Another model we might try before moving on to more supervised approaches (that might be more performant because they do not function under the assumption that there are no interactions among words). Latent Semantic Indexing (LSI) implements fast truncated SVD (Singular Value Decomposition), and performs well for text corpora much larger than RAM since only constant memory is needed.

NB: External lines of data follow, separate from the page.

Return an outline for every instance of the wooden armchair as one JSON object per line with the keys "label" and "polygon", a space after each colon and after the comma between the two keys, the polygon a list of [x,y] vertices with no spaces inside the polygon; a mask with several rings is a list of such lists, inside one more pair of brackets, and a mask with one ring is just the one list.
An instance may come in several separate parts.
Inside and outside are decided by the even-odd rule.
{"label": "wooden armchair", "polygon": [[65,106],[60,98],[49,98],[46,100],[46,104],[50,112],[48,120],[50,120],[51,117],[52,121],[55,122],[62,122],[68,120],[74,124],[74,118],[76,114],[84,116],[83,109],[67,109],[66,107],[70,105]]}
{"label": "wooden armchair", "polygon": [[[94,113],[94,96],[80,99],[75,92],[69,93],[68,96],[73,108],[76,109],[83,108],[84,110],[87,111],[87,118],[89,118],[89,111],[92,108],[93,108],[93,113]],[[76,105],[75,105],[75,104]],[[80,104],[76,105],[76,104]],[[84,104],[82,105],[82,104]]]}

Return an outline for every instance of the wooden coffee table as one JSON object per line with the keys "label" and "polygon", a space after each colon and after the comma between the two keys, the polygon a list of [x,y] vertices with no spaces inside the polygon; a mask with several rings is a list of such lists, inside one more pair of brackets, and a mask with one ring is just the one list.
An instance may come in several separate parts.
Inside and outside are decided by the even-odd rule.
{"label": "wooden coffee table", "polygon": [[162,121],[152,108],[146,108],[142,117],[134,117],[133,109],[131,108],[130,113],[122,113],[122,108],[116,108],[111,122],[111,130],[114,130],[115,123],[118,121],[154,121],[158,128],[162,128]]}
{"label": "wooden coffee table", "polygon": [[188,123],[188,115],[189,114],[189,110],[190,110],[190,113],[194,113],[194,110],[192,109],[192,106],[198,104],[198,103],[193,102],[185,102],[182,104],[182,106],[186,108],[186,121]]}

Since our text corpus is not terribly large, it's likely that LSI models will not output substantially better topic cluster than LDA, but it is worth trying this implementation.

In [95]:
lsi1a = gensim.models.lsimodel.LsiModel(corpus=tfidf_noun_corpus, id2word=id2noun, num_topics=5, chunksize=200)

In [96]:
lsi1a.print_topics()

[u'0.398*"court" + 0.245*"state" + 0.194*"petitioner" + 0.163*"act" + 0.161*"respondent" + 0.146*"district" + 0.129*"appeal" + 0.127*"case" + 0.125*"opinion" + 0.122*"trial"',
 u'-0.333*"union" + -0.323*"employee" + -0.311*"labor" + -0.241*"employer" + -0.233*"board" + 0.206*"trial" + -0.203*"act" + -0.178*"bargain" + 0.143*"jury" + -0.142*"relation"',
 u'0.613*"tax" + -0.184*"trial" + 0.159*"state" + -0.157*"union" + -0.148*"jury" + -0.146*"labor" + 0.145*"property" + -0.134*"petitioner" + -0.133*"employee" + 0.128*"income"',
 u'-0.487*"tax" + 0.243*"school" + -0.233*"jury" + -0.191*"trial" + -0.179*"union" + -0.144*"employee" + -0.140*"employer" + -0.134*"labor" + 0.134*"district" + -0.131*"sentence"',
 u'-0.446*"decree" + -0.276*"gas" + -0.225*"commission" + -0.200*"jurisdiction" + -0.153*"u s " + 0.152*"amendment" + -0.144*"court" + -0.140*"tribe" + 0.135*"school" + -0.128*"order"']

In [99]:
lsi1b = gensim.models.lsimodel.LsiModel(corpus=tfidf_noun_corpus, id2word=id2noun, num_topics=10, chunksize=200)

In [100]:
lsi1b.print_topics()

[u'0.398*"court" + 0.246*"state" + 0.194*"petitioner" + 0.163*"act" + 0.161*"respondent" + 0.147*"district" + 0.129*"appeal" + 0.127*"case" + 0.125*"opinion" + 0.122*"trial"',
 u'-0.328*"union" + -0.323*"employee" + -0.318*"labor" + -0.244*"employer" + -0.228*"board" + 0.207*"trial" + -0.203*"act" + -0.178*"bargain" + 0.148*"jury" + -0.147*"relation"',
 u'0.622*"tax" + -0.175*"union" + 0.167*"state" + -0.163*"trial" + -0.157*"labor" + 0.144*"commerce" + 0.142*"property" + -0.142*"petitioner" + -0.136*"employee" + -0.131*"jury"',
 u'-0.502*"tax" + -0.223*"jury" + -0.212*"trial" + -0.161*"labor" + 0.156*"school" + -0.155*"union" + -0.142*"employer" + -0.140*"employee" + -0.136*"petitioner" + 0.122*"district"',
 u'0.309*"school" + 0.222*"state" + 0.209*"amendment" + -0.186*"court" + -0.183*"act" + -0.158*"decree" + 0.147*"post" + 0.137*"opinion" + 0.129*"plan" + -0.128*"appeal"']

As we predicted above, the LSI model did not output more discerning topics than the LDA model. Therefore, we can now move on to supervised models.